Now let's load some AAPL data and examine its structure.

In [None]:
# Load AAPL data for the latest available year
if latest_year and "AAPL" in tickers:
    try:
        print(f"Loading AAPL data for {latest_year}...")
        
        aapl_data = client.get_data(
            tickers="AAPL",
            years=latest_year
        )
        
        print(f"\n✅ Successfully loaded AAPL data!")
        print(f"Shape: {aapl_data.shape}")
        print(f"Columns: {list(aapl_data.columns)}")
        print(f"Date range: {aapl_data['window_start_et'].min()} to {aapl_data['window_start_et'].max()}")
        
    except Exception as e:
        print(f"Error loading AAPL data: {e}")
        aapl_data = None
else:
    print("Cannot load AAPL data - not available or no years found")
    aapl_data = None

## Examine Data Structure

Let's look at the first few rows and basic statistics.

In [None]:
if aapl_data is not None and not aapl_data.empty:
    print("=== First 5 rows ===")
    display(aapl_data.head())
    
    print("\n=== Data Types ===")
    print(aapl_data.dtypes)
    
    print("\n=== Basic Statistics ===")
    display(aapl_data.describe())
else:
    print("No data available to examine")

## Data Quality Checks

Let's perform some basic data quality checks.

In [None]:
if aapl_data is not None and not aapl_data.empty:
    print("=== Data Quality Checks ===")
    
    # Check for null values
    null_counts = aapl_data.isnull().sum()
    print(f"Null values per column:")
    for col, count in null_counts.items():
        if count > 0:
            print(f"  {col}: {count}")
    if null_counts.sum() == 0:
        print("  ✅ No null values found")
    
    # Check price consistency
    price_issues = aapl_data[
        (aapl_data['high'] < aapl_data['low']) |
        (aapl_data['high'] < aapl_data['open']) |
        (aapl_data['high'] < aapl_data['close']) |
        (aapl_data['low'] > aapl_data['open']) |
        (aapl_data['low'] > aapl_data['close'])
    ]
    
    if len(price_issues) == 0:
        print("  ✅ Price data consistency checks passed")
    else:
        print(f"  ❌ Found {len(price_issues)} rows with price inconsistencies")
    
    # Check trading hours (should be 9:30 AM - 4:00 PM ET)
    aapl_data['hour'] = pd.to_datetime(aapl_data['window_start_et']).dt.hour
    aapl_data['minute'] = pd.to_datetime(aapl_data['window_start_et']).dt.minute
    
    outside_hours = aapl_data[
        ~(
            ((aapl_data['hour'] == 9) & (aapl_data['minute'] >= 30)) |
            ((aapl_data['hour'] > 9) & (aapl_data['hour'] < 16))
        )
    ]
    
    if len(outside_hours) == 0:
        print("  ✅ All data is within trading hours (9:30 AM - 4:00 PM ET)")
    else:
        print(f"  ❌ Found {len(outside_hours)} rows outside trading hours")
        print(f"      Hours found: {sorted(outside_hours['hour'].unique())}")
    
    # Check weekdays only
    aapl_data['weekday'] = pd.to_datetime(aapl_data['window_start_et']).dt.dayofweek
    weekend_data = aapl_data[aapl_data['weekday'].isin([5, 6])]  # Saturday=5, Sunday=6
    
    if len(weekend_data) == 0:
        print("  ✅ All data is from weekdays only")
    else:
        print(f"  ❌ Found {len(weekend_data)} rows from weekends")
else:
    print("No data available for quality checks")
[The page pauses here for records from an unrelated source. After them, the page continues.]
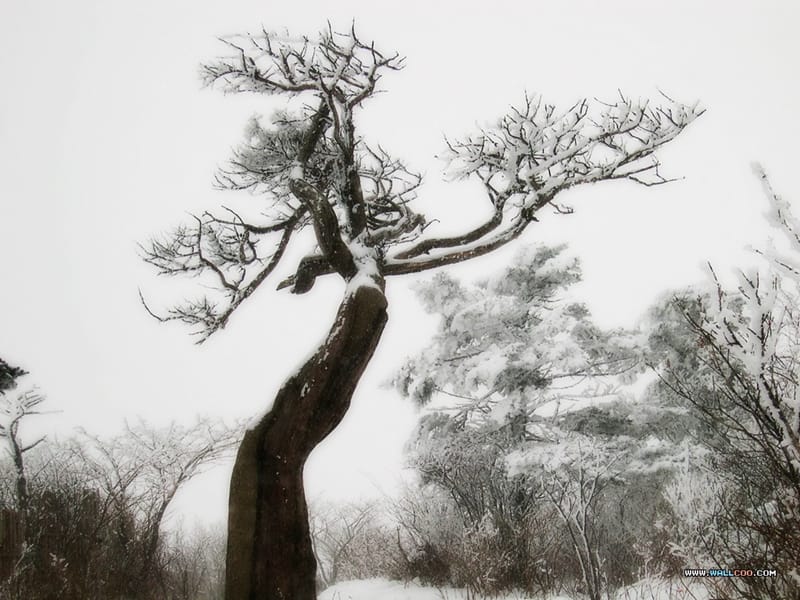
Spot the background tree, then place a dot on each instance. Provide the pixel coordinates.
(96, 511)
(13, 409)
(315, 171)
(532, 419)
(732, 355)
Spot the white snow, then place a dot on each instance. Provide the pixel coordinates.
(383, 589)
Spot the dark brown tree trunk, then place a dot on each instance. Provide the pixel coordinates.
(270, 555)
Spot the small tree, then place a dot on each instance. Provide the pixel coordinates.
(13, 409)
(735, 358)
(314, 170)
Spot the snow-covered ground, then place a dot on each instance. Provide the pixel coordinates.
(382, 589)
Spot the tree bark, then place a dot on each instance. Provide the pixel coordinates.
(270, 556)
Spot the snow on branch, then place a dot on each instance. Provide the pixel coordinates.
(336, 64)
(537, 148)
(752, 332)
(536, 151)
(228, 251)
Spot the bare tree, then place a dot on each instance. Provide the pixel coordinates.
(145, 467)
(13, 409)
(314, 171)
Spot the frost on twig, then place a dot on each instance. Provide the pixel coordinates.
(311, 170)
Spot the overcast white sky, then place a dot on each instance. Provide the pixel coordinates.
(106, 138)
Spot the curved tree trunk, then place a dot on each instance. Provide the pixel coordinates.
(270, 554)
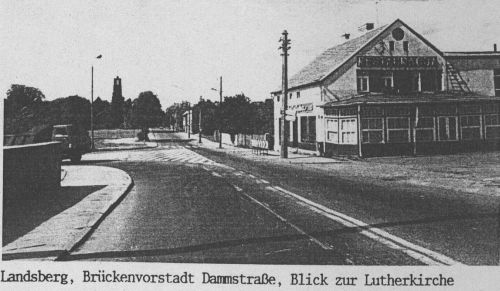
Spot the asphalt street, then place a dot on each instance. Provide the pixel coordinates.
(212, 207)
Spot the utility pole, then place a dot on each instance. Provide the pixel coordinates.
(199, 121)
(220, 117)
(285, 42)
(92, 110)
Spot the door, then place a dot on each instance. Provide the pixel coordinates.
(448, 128)
(295, 134)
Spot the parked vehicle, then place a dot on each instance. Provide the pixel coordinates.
(75, 141)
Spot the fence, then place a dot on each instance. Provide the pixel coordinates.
(244, 140)
(30, 169)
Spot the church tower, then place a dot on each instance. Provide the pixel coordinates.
(117, 102)
(117, 88)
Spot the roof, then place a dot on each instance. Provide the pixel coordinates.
(330, 60)
(416, 98)
(478, 54)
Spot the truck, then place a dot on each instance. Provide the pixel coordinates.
(74, 141)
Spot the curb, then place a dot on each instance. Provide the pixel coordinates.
(79, 225)
(94, 224)
(125, 149)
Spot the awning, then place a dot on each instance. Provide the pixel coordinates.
(417, 98)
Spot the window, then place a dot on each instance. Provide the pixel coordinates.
(363, 84)
(471, 127)
(496, 74)
(332, 129)
(398, 129)
(425, 129)
(308, 128)
(348, 111)
(447, 126)
(388, 81)
(405, 46)
(492, 124)
(372, 130)
(348, 130)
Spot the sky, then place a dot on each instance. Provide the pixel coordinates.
(179, 49)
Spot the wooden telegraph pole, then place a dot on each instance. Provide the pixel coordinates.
(199, 121)
(220, 117)
(285, 42)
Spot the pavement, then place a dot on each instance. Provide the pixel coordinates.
(472, 173)
(60, 233)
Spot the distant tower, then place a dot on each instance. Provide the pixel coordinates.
(117, 102)
(117, 88)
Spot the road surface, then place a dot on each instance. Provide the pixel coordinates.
(197, 205)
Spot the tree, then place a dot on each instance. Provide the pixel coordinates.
(102, 114)
(208, 116)
(262, 121)
(173, 114)
(146, 111)
(237, 114)
(19, 96)
(22, 105)
(73, 110)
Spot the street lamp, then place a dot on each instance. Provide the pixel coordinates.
(92, 107)
(220, 109)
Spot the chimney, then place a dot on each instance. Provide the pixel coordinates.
(367, 26)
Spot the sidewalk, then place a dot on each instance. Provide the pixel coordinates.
(124, 144)
(60, 233)
(474, 173)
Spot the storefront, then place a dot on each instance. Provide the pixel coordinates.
(391, 92)
(405, 125)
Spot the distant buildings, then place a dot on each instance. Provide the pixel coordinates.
(391, 92)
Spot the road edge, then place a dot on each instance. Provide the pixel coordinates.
(117, 192)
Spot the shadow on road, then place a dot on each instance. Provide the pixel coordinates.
(261, 240)
(22, 215)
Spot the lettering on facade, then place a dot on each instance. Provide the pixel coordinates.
(307, 107)
(397, 62)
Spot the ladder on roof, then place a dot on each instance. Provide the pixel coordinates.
(455, 79)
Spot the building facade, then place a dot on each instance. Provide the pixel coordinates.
(391, 92)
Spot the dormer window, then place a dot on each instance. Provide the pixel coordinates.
(405, 46)
(363, 84)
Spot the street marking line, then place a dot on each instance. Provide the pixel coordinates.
(311, 238)
(415, 251)
(216, 174)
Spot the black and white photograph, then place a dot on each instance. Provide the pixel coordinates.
(207, 144)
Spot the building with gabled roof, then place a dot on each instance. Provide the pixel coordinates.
(390, 91)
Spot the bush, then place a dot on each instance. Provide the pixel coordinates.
(141, 136)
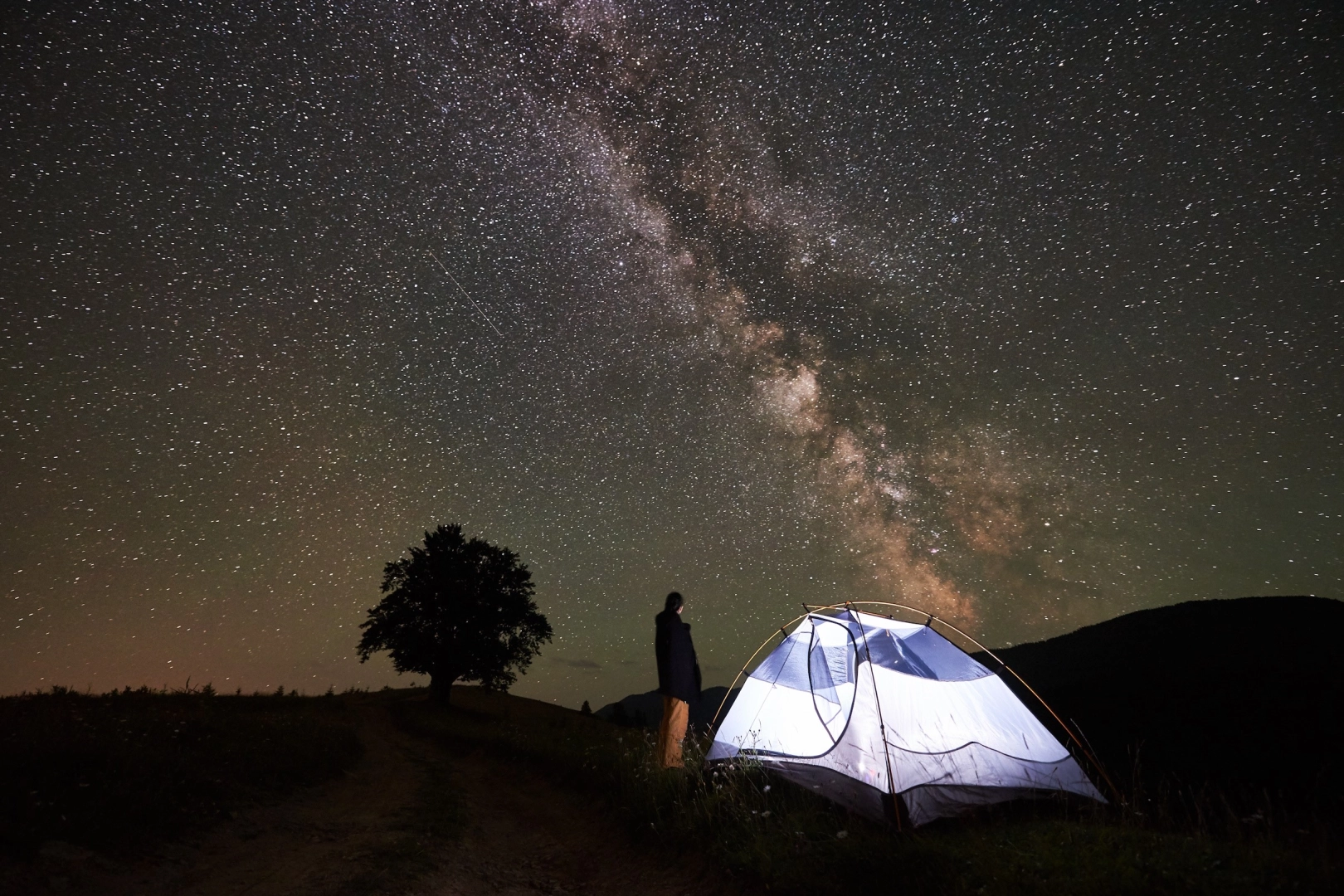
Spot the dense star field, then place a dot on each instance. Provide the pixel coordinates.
(1025, 314)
## Test Date Range Filtering

Let's test loading AAPL data for a specific date range.

In [None]:
if latest_year and "AAPL" in tickers:
    try:
        # Load AAPL data for first week of the year
        start_date = f"{latest_year}-01-01"
        end_date = f"{latest_year}-01-07"
        
        print(f"Loading AAPL data from {start_date} to {end_date}...")
        
        aapl_week = client.get_data(
            tickers="AAPL",
            years=latest_year,
            start_date=start_date,
            end_date=end_date
        )
        
        print(f"\n✅ Successfully loaded AAPL data for date range!")
        print(f"Shape: {aapl_week.shape}")
        
        if not aapl_week.empty:
            print(f"Actual date range: {aapl_week['window_start_et'].min()} to {aapl_week['window_start_et'].max()}")
            display(aapl_week.head())
        else:
            print("No data found for the specified date range")
        
    except Exception as e:
        print(f"Error loading AAPL data with date filter: {e}")
else:
    print("Cannot test date filtering - AAPL data not available")

## Test Streaming Data

Let's test the streaming functionality for large datasets.

In [None]:
if latest_year and "AAPL" in tickers:
    try:
        print(f"Testing streaming AAPL data for {latest_year}...")
        
        total_rows = 0
        chunk_count = 0
        
        for chunk in client.stream_data(
            tickers="AAPL",
            years=latest_year,
            chunk_size=1000
        ):
            chunk_count += 1
            total_rows += len(chunk)
            
            if chunk_count == 1:
                print(f"First chunk shape: {chunk.shape}")
                print(f"First chunk columns: {list(chunk.columns)}")
            
            # Only process first few chunks for demo
            if chunk_count >= 3:
                break
        
        print(f"\n✅ Streaming test completed!")
        print(f"Processed {chunk_count} chunks with {total_rows} total rows")
        
    except Exception as e:
        print(f"Error testing streaming: {e}")
else:
    print("Cannot test streaming - AAPL data not available")

## Summary

This notebook demonstrated the key features of the S3StockDataClient:

1. **Health checking** - Verify S3 connectivity and data availability
2. **Data exploration** - List available years, tickers, and partitions  
3. **Data loading** - Load specific ticker data with filtering
4. **Data quality** - Verify data consistency and trading hours filtering
5. **Date filtering** - Load data for specific date ranges
6. **Streaming** - Handle large datasets with chunked processing

The client provides a robust interface for accessing our processed stock data stored in S3 parquet format with year/ticker partitioning.